Recently I deployed a number of vRealize Automation blueprints that made use of VMware NSX on-demand networking. To ensure virtual machines could route traffic back to the
production network, I deployed a Distributed Logical Router (DLR) and Edge Services Gateway (ESG) and configured the routing accordingly.
Initially this all went well. VMs deployed to the management cluster could route out all the way to the physical network and beyond. However workloads deployed to the compute cluster couldn’t. They could communicate with each other, just not the DLR or ESG.
It was then that I noticed that the VTEPs were deployed on the correct dvSwitch on the compute cluster, but not the management cluster.
The solution was to move all NSX portgroups (logical switches and VTEP uplinks) from one dvSwitch to another. However, you first have remove anything and everything that makes use of these.
Fortunately I had no production workloads using virtual networking, except for the DLR and ESG. Configuring the North/South routing up to my Cisco ASA HA pair using OSPF took a while to get right, so while redeploying Edge Services is a trivial matter – the configuration can take time.
VMware advises against backing up the Edge Services VMs directly. In the event of a failure you would normally opt to redeploy straight from the GUI. But how do you completely remove them whilst keeping (and reusing) the config?
Wait Mr Postman
This is where the REST API comes to the rescue. If you’re not familiar with using REST with NSX then I urge you to take a look at the brilliant documentation VMware have produced. This can be found at https://pubs.vmware.com/NSX-62/topic/com.vmware.ICbase/PDF/nsx_62_api.pdf.
There are a number of REST clients out there, but my favourite is Postman. There’s a version for Mac and a Chrome Plugin, plus a version for Windows if you know anyone who still uses that…
Open Postman and select the GET request method and configure the following request URL:
https://NSX Manager IP/api/4.0/edges/
Change the Authorization type to Basic and enter your NSX Manager admin credentials, then click Update Request:
Click the Headers tab and add a new key called Content-Type, and set the value to application/xml:
Click Send. If you fail to get a response one reason is likely to be SSL certificate verification. Disable this in Settings to proceed.
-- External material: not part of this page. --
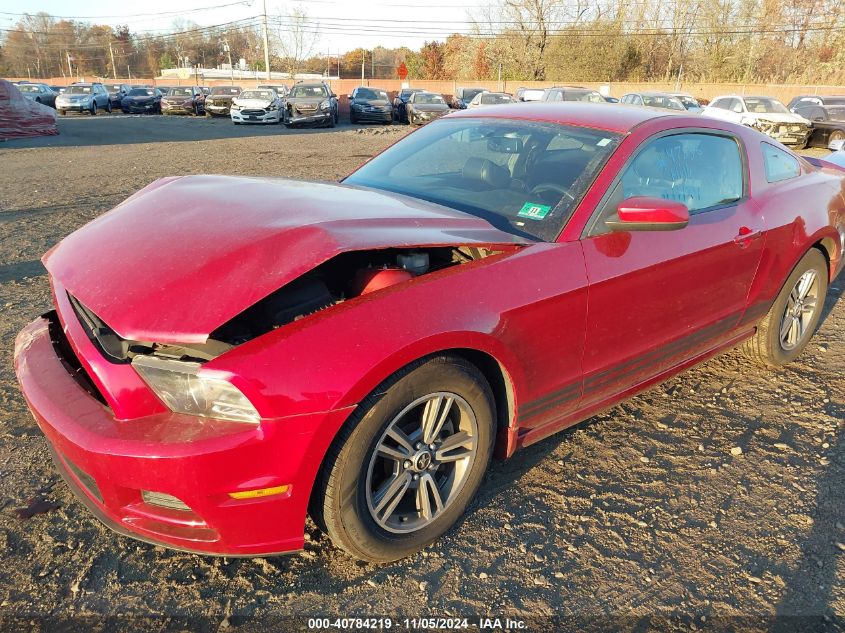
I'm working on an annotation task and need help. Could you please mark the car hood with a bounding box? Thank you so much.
[411,103,449,112]
[745,112,809,124]
[232,99,273,108]
[43,176,526,344]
If everything works well you should receive a raft of XML data in return:
This will return all Edge Services deployed in NSX. Locate the ones you aim to redeploy. In my example I need to ensure I have backed up both the DLR and ESG. In the XML, these are identified by the edgeType tag:
Use the GET method again, but append the edge ID to the request to get the XML data for each appliance you wish to redeploy, eg:
Save the XML data as we’ll need this later on.
Blow it away and start again
At this point I need to remove my DLR and ESG to progress with modifying my NSX settings. I could use the GUI to do this, but as we have the REST API open why not use that?
Remove each device by changing the method to DELETE and using the following URL:
https://NSX Manager IP/api/4.0/edges/edgeId
If successful you should get a 204 No Content result.
Time to redeploy
Paste the XML data you saved previously for each appliance into a text editor. Locate the cliSettings tag, and insert a password element, eg:
In your REST client of choice, change the method to POST and use the following URL:
https://NSX Manager IP/api/4.0/edges
Paste the XML into the body and click Send. If the appliance deployed correctly you should receive a 201 Created status message.
After removing my Edge Services appliances I removed my management cluster from the Transport Zone. I then reconfigured the cluster so that all NSX VTEPs were deployed to the correct dvSwitch, and then re-added the cluster to the Transport Zone.
Finally I redeployed the Edge Services as shown above. After that everything worked as expected.